An experimental strontium-based atomic clock is setting new time-keeping records and may further pave the way to replacing the current standard of cesium-based atomic clocks, which are used to calculate the official definition of time.

The National Institute of Standards and Technology (NIST) - the agency responsible for keeping the official time in the US - reports that a new strontium atomic clock has set new records for precision and stability, key metrics in measuring the performance of a clock.

The new clock is 50 percent more precise than the previous record-holder, the NIST reports in the journal Nature.

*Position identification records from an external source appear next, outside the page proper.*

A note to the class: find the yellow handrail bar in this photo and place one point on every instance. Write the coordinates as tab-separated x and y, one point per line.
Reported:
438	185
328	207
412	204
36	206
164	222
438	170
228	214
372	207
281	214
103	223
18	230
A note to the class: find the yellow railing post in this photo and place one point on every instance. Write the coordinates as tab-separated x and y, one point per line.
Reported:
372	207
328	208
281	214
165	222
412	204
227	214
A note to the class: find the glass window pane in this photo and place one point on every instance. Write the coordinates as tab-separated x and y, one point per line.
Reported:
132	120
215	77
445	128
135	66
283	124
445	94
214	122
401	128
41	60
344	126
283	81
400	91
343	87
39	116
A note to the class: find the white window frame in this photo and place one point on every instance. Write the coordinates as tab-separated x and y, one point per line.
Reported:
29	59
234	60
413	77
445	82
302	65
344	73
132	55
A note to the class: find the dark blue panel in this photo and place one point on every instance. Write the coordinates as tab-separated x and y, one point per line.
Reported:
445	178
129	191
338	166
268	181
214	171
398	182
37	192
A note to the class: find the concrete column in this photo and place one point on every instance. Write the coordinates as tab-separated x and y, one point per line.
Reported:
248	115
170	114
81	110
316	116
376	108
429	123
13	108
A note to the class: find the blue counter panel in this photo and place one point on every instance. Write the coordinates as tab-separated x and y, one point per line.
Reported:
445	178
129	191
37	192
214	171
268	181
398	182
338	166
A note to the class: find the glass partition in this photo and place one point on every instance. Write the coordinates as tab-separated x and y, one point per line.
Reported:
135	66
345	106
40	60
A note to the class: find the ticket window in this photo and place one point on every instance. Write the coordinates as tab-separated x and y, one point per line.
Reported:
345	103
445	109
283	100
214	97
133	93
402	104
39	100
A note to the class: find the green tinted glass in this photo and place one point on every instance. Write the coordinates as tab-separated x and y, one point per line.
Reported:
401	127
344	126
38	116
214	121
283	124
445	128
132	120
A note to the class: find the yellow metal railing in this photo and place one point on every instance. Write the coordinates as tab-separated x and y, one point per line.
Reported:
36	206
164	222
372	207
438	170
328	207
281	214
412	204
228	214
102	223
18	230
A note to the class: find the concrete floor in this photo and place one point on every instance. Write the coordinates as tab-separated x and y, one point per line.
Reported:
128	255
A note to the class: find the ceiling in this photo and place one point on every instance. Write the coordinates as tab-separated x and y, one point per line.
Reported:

"Precision refers to how closely the clock approaches the true resonant frequency at which its reference atoms oscillate between two electronic energy levels," the NIST said in a statement. "The new strontium clock is so precise it would neither gain nor lose one second in about 5 billion years, if it could operate that long."

This is not the first time a cesium-alternative atomic clock has made headlines for record-breaking feats. In August 2013 the NIST reported a pair of Ytterbium atomic clocks set records for being the most stable time-keeping devices ever.

The new strontium clock matches the Ytterbium clock's record-breaking stability, which can be measured as the extent to which each tic of the clock matches the duration of every other tic. It is the first clock to hold world records for both precision and stability since cesium-fountain clocks were introduced in the 1990s.

Currently, the international definition of units of time is established by cesium-based clocks, such as NIST's F1 cesium fountain clock, which is used to keep standard time in the US.

By definition, only cesium clocks are considered accurate. Other experimental clocks operate at optical frequencies much higher than the microwave frequencies used in cesium clocks.

Given the advances in experimental atomic clocks, "the strontium lattice clock and other experimental clocks may someday be chosen as new timekeeping standards by the international community," the NIST said in a statement.